General characteristics
- Type: Passenger steamer
- Tonnage: 3,716 GRT
- Length: 125 m (410 ft 1 in)
- Beam: 12.1 m (39 ft 8 in)
- Speed: 14 knots (26 km/h; 16 mph)
- Capacity: 1,385 passengers

= SS Djemnah =

SS Djemnah was a French cargo-passenger ship, launched in 1875, that was sunk in the Mediterranean by the German submarine UB-105 during the First World War.

== Description ==
Displacing 5,400 tonnes, the ship was 125 metres long, with a beam of 12.1 metres. Her top speed was 14 knots. The ship could carry 1385 passengers (83 in First Class, 42 in Second, 60 in Third and 1,200 below decks).

==History==
The Djemnah was built in La Ciotat in 1875 for the shipping company Messageries Maritimes. The ship was used as a line ship to the Far East and to the Southern Indian Ocean.

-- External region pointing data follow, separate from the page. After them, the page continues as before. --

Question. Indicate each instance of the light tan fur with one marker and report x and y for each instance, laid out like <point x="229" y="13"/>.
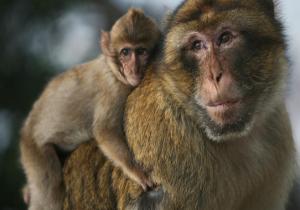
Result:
<point x="84" y="103"/>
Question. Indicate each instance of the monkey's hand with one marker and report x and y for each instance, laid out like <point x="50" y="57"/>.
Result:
<point x="139" y="176"/>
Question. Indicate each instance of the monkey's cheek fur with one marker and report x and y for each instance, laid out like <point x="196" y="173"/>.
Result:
<point x="224" y="114"/>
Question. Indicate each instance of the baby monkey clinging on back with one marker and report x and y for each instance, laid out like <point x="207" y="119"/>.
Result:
<point x="84" y="103"/>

On 4 November 1878, Djemnah was driven ashore at La Joliette, Bouches-du-Rhône. She was on a voyage from Marseille to China. Her 141 passengers were taken off. She was later refloated and put back to Marseille.

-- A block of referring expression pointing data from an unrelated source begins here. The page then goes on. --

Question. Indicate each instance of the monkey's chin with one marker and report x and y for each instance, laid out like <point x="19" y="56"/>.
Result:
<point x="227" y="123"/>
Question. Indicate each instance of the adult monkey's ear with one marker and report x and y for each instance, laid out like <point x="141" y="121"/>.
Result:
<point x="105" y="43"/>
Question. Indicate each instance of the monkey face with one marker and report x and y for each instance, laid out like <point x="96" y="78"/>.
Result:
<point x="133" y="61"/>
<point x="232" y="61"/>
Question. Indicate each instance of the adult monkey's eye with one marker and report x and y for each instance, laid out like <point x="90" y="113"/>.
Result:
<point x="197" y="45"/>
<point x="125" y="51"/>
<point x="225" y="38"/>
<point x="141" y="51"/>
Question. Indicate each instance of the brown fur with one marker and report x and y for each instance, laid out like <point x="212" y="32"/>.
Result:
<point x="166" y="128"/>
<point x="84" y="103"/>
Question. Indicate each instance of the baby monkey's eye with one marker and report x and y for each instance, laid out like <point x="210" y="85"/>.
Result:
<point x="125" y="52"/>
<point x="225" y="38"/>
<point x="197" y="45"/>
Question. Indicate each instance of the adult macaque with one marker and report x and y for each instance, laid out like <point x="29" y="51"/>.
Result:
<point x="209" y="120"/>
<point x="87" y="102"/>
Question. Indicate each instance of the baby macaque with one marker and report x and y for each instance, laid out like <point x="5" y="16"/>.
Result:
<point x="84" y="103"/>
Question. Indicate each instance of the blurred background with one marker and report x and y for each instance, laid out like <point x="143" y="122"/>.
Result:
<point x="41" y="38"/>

Filipino polymath and patriot Jose Rizal sailed aboard Djemnah during his trip to Europe to pursue medicine and continue the propaganda movement there with fellow Ilustrados in Spain.

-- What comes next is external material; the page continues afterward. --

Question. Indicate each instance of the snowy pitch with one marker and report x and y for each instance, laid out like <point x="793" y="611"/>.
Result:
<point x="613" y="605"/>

On 6 July 1918, the ship left from Marseille for Madagascar, with a crew of 153, 601 passengers and 530 tons of cargo. On 14 July the ship was 69 nautical miles north from the Libyan coast when she was torpedoed at 21.32 by the German submarine UB-105 under command of Wilhelm Marschall. The ship sank in two minutes, taking with her 436 people, including the captain. 110 survivors were picked up by the trawler Presidency and 218 by the British escort HMS Mallow.